The determination of the exact distance Earth-Moon is a complex undertaking. Measuring as well as analyzing skills are highly demanded. But it's worth the effort: You may check a lot of parameters describing the model of the Earth-Moon system including the underlying theoretical approaches. Besides the high accuracy of the measurements another advantage is the long period of observations covering 27 years.

It would be desirable to have more stations doing laser ranging to the Moon. They would help to separate latitude-dependent parameters. Nonetheless at least one station at a time should measure the Moon to get an unbroken series of data for future analyses.

## Bibliography

Bender, P. L. et. al.: The Lunar Laser Ranging Experiment. In: Science (1973), Vol. 182, No. 4109, 229-238

Egger, D.: Systemanalyse der Laserentfernungsmessung.
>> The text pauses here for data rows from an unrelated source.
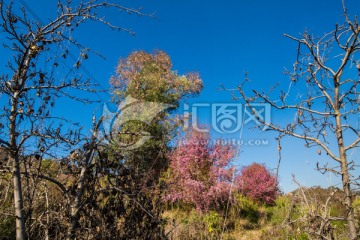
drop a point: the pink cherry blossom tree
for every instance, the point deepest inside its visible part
(257, 182)
(200, 173)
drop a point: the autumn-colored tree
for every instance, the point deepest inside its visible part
(256, 182)
(200, 173)
(149, 77)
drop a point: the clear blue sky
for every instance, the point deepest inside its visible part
(220, 40)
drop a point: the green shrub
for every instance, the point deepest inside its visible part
(213, 222)
(247, 208)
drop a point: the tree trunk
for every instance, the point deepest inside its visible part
(16, 174)
(345, 173)
(18, 200)
(75, 207)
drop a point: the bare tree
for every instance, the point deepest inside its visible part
(326, 104)
(32, 82)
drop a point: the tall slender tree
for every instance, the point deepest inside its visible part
(326, 112)
(30, 86)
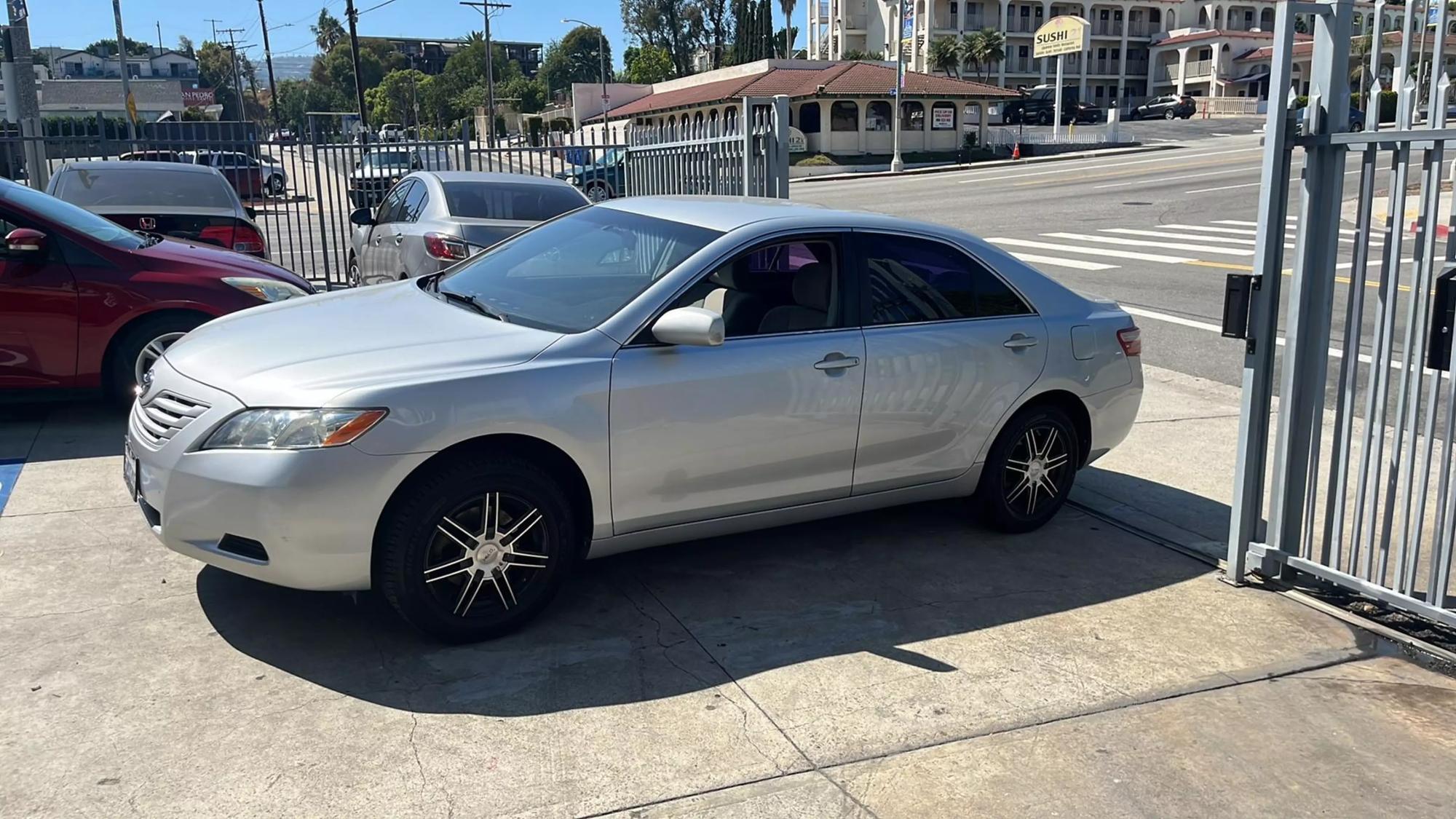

Veröffentlichung der Deutschen Geodätischen Kommission, Reihe C, Nr. 311, München 1985

Müller, J.: Analyse von Lasermessungen zum Mond im Rahmen einer post-Newtonschen Theorie. Veröffentlichung der Deutschen Geodätischen Kommission, Reihe C, Nr. 383, München 1991

Müller, J., Schneider, M., Soffel, M., Ruder, H.: Testing Einstein's Theory of Gravity by Lunar Laser Ranging. In: Symposia Gaussiana, Conference A, Proceedings of the 2nd Gauss Symposium, Munich, Germany, August 2-7, 1993, ed. by M.Behara, R.Fritsch, R.G.Lintz, Walter de Gruyter & Co., Berlin/New York 1995, P. 637-647

Schneider, M.: Himmelsmechanik, Band III: Gravitationstheorie. Spektrum Akademischer Verlag, Heidelberg 1996.